Pittsfield Anticline

From ILSTRUC

Location

Central Pike County (F-1,2)

References

Coryell 1919, Krey 1924, Bell 1926d, Collingwood 1933, J. Weller and Bell 1937, Workman and Bell 1948, Bristol and Buschbach 1973

Description

The Pittsfield Anticline, also called the Pittsfield-Hadley Anticline, is the largest anticline in western Illinois north of the Cap Au Grès Faulted Flexure. It is a highly elongated anticline and has a northwest-trending axis. The highest point is located in the western part of T5S, R4W, where Krey (1924) reported 175 feet (53 m) of structural closure on the base of the Mississippian Burlington Limestone. Bristol and Buschbach (1973) showed more than 200 feet (60 m) of closure on top of the Galena Group (Ordovician). Nosing of contours extends well beyond the area of closure at both ends of the fold axis. Some authors have traced nosing as far southeast as Greene County, Illinois, and northwestward into Missouri.

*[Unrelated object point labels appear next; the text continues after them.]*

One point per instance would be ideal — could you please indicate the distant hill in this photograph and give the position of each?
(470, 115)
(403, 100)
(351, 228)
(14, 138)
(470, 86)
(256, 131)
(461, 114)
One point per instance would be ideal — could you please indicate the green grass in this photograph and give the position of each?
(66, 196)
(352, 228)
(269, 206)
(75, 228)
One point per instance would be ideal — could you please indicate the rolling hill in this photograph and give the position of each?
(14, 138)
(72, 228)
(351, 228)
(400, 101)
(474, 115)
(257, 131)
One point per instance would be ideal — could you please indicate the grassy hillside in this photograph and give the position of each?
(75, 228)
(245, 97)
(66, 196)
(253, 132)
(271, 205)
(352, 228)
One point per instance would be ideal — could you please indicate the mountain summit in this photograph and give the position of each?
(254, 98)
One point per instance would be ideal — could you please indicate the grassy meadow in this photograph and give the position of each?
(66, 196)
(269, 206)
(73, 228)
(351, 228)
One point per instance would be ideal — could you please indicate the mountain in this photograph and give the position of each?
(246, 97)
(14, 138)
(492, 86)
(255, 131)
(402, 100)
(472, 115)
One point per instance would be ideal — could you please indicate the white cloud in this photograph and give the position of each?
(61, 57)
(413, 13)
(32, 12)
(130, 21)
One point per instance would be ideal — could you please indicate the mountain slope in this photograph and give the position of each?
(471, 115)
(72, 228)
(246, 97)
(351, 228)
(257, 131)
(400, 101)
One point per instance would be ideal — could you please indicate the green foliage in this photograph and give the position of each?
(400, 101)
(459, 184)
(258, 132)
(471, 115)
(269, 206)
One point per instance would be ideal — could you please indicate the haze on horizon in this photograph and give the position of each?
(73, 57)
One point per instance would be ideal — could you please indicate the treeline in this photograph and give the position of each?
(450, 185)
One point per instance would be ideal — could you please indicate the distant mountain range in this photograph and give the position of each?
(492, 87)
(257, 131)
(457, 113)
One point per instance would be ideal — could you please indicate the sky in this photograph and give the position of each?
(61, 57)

One well near the crest of the Pittsfield Anticline was drilled to Precambrian granite. The top of Precambrian is about 800 feet (240 m) higher than in another well 8 miles (13 km) northwest and off the structure. The Mt. Simon Sandstone is absent in the well on the anticline; the Eau Claire Formation rests directly on the granite. Workman and Bell (1948) inferred that a Precambrian hill underlies the highest point of the Pittsfield Anticline. That inference appears well founded; however, the anticline is much too large to attribute solely to compaction over a buried hill. The parallelism of the Pittsfield to other large folds and fault zones in western Illinois and eastern Missouri suggests an origin by reactivation of faults in the crystalline basement.

In 1886, gas was discovered in Silurian dolomite on the Pittsfield Anticline at a depth of 265 feet (81 m). The Pittsfield Gas Field was subsequently developed, but was abandoned by 1930.